Daniel Mendelsohn ends his pretty excellent review of Jonathan Franzen’s memoir, The Discomfort Zone, by turning a critical eye to Franzen’s essay on Peanuts that ran a few years ago in the New Yorker:
Ah well. What can you do with someone who professes to love “Peanuts” but doesn’t understand a word of it? “The Discomfort Zone” features an odd but suggestive paean to the creator of the comic strip that, more than anything else in American popular culture for many decades, celebrated the comic side of something Franzen professes to know a lot about: discomfort — the sheer, poignant, foolish awkwardness that comes with being human. Recounting the unappealing facts of Schulz’s biography, Franzen emphasizes that the cartoonist was a difficult, embittered, resentful man — the kind of person who still seethed over perceived insults he’d received four decades before. Yet the author is quick to defend Schulz — the, um, artistically brilliant, tormented, somewhat geeky Midwestern offspring of Scandinavian parents — as a hero of Art. “To keep choosing art over the comforts of normal life … is the opposite of damaged.”

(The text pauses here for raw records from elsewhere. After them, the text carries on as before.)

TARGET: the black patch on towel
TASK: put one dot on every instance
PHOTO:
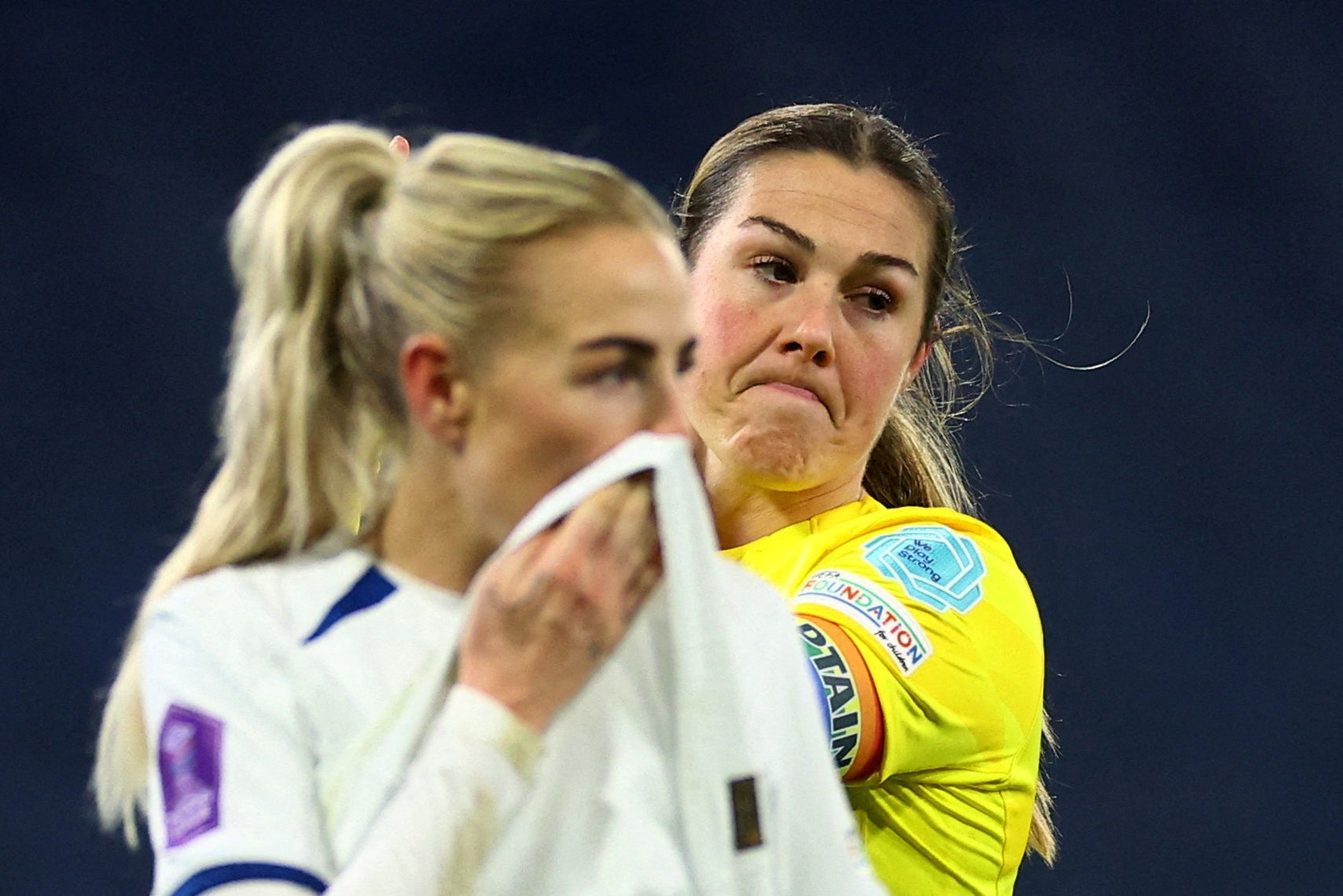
(745, 814)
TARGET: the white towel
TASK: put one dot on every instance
(700, 736)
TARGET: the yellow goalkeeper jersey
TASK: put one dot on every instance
(927, 610)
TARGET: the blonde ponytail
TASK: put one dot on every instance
(341, 249)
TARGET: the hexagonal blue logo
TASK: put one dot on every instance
(938, 567)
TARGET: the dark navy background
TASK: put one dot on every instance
(1177, 511)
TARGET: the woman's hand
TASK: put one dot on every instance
(548, 613)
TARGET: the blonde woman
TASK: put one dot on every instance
(432, 344)
(832, 314)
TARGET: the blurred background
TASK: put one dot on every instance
(1177, 511)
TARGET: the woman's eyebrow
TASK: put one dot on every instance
(802, 241)
(637, 347)
(783, 230)
(881, 259)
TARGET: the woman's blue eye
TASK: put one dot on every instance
(775, 270)
(874, 301)
(620, 373)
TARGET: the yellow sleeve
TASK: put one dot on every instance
(919, 604)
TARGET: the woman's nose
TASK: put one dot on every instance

Franzen’s insistence on seeing this repugnant person as an ideal is, no doubt, what leads him to his wrongheaded interpretation of the comic strip itself. “Almost every young person experiences sorrows,” he rightly points out at the beginning of his exegesis of “Peanuts” — a sentence that gives you hope that the geeky child still hiding inside the adult Franzen is going to admit that, like everyone else, he loved “Peanuts” because he, too, identified with the perpetual awkward, perpetually failed, and yet just as perpetually optimistic Charlie Brown. But no: for Franzen, who, even as a child, “personally enjoyed winning and couldn’t see why so much fuss was made about the losers” the real hero of “Peanuts” is not the “depressive and failure-ridden” Charlie Brown, but the grandiose beagle, Snoopy: “the protean trickster,” as Franzen calls him, “the quick-change artist who … before his virtuosity has a chance to alienate you or diminish you” can be “the eager little dog who just wants dinner.” But Snoopy’s self-proclaimed virtuosity does, in the end, alienate and diminish: he’s amusing, with his epic grudge against the Red Baron (and the Van Gogh and the spiral staircase he lost when his doghouse burned down), precisely because he represents the part of ourselves — the smugness, the avidity, the pomposity, the rank egotism — most of us know we have but try to keep decently hidden away. Franzen, like most of us, is very likely an awkward combination of Charlie and Snoopy; the difference being that whereas most of us think of ourselves as Charlie with a bit of Snoopy, Franzen clearly doesn’t mind coming off as a whole lotta Snoopy with the barest soupçon of Charlie: a person, as this lazy and perverse book demonstrates, whose very admissions of weakness, of insufficiency, smack of showboating, of grandiose self-congratulation. For my part, I’ll stick with Charlie. Who, after all, wants the company of a character so self-involved he doesn’t even realize he’s not human?
Personally, I like to think of myself as Schroeder.